Make function that takes ID's and type i or s etc. For me, they were all i so my function is simpler. return array that looks like this $params= array("iiiii",1,2,3,4,5) where the first value is the set of i's and the subsequent values are the ID's depending on total ID's passed into function.
function build_bind_params($values, $bind_type) {
$s = substr(str_repeat($bind_type, count($values)), 0);
$bind_array = array();
$bind_array[] = $s;
foreach($values as $value) {
$bind_array[] = $value;
}
return $bind_array;
}
$params = build_bind_params($array_of_ids, "i");
Then use foreach ($params as $key => $value) $tmp[$key] = &$params[$key]; to get the newly created $params formatted properly for binding.

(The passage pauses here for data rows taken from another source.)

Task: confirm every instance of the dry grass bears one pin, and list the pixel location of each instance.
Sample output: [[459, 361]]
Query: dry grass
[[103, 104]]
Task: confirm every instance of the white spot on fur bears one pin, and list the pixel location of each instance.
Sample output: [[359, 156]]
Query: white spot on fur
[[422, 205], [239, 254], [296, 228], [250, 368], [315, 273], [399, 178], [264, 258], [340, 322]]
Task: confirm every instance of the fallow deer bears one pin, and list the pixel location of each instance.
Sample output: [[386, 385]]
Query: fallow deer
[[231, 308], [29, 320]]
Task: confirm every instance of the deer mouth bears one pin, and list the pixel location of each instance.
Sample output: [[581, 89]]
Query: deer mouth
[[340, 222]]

Then use call_user_func_array(array($stmt , 'bind_param') , $tmp); to properly bind the array.
Then execute the $stmt
Most of the above are not solutions without integrating the types along with the values before adding them to call_user_func_array(). This solution worked for me:
/* create a database connection */
$db = new mysqli($host, $user, $password, $db_name);
/* setup the sql, values, and types */
$sql="SELECT * FROM languages
WHERE language_code = ?
AND charset = ?
ORDER BY native_name";
$values = array($langCode, $charset);
$types = "ss";
/* pass those variables to the execute() function defined below */
if ($rows = execute($sql, $values, $types))
{
return $rows[0];
}
function execute($sql, $values='', $types='')
{
/* prepare the sql before binding values and types */
$stmt = $db->prepare($sql);
/*combine the values and types into $inputArray */
$inputArray[] = &$types;
$j = count($values);
for($i=0;$i<$j;$i++){
$inputArray[] = &$values[$i];
}
/* add the combined values and types to call_user_func_array() for binding */
call_user_func_array(array($stmt, 'bind_param'), $inputArray);
$result = $stmt->execute();
return $result;
}
Here's a reference to the full description this example is based on:
http://big.info/2015/08/php-use-call_user_func_array-for-variable-number-of-parameters-arrays-in-prepared-statements.html
Why would you want to call call_user_func_array(array($statement, 'bind_param'), $bind_arguments)? Because $bind_arguments is an array. You get to have one function that binds a statement to its queried parameters, no matter how many parameters you'd have otherwise.
Example of good code...
<?php
# link
$dblink = new mysqli('HOSTNAME','USERNAME','PASSWORD','DATABASENAME');
# example data
$statement = $dblink->prepare("SELECT * from Person WHERE FirstName = ? AND MiddleName = ? AND LastName = ? and Age = ?");
$recordvalues = ['John', 'H.', 'Smith', 25];
$sqlbindstring = "sssi"; # String, String, String, Integer example
# make the references
$bind_arguments = [];
$bind_arguments[] = $sqlbindstring;
foreach ($recordvalues as $recordkey => $recordvalue)
{
$bind_arguments[] = & $recordvalues[$recordkey]; # bind to array ref, not to the temporary $recordvalue
}
# query the db
call_user_func_array(array($statement, 'bind_param'), $bind_arguments); # bind arguments
$statement->execute(); # run statement
$result = $statement->get_result(); # get results
# get the results
if($result) {
while ($row = $result->fetch_assoc()) {
print("\n\nMy row is...");
print_r($row);
}
}
?>
Example of bad code...
<?php
# Same setup as above..
$statement->prepare("SELECT * from Person WHERE FirstName = ? AND MiddleName = ? AND LastName = ? and Age = ?");
$statement->bind('John', 'H.", 'Smith', 25);
?>
In the first example: You can pass as much or as little to the binding to be done, so that bind() might be called in only one line in your entire application. This scales well.
In the second example: You must write one bind() statement for every possible group of insertions for every possible record in your database. This scales poorly.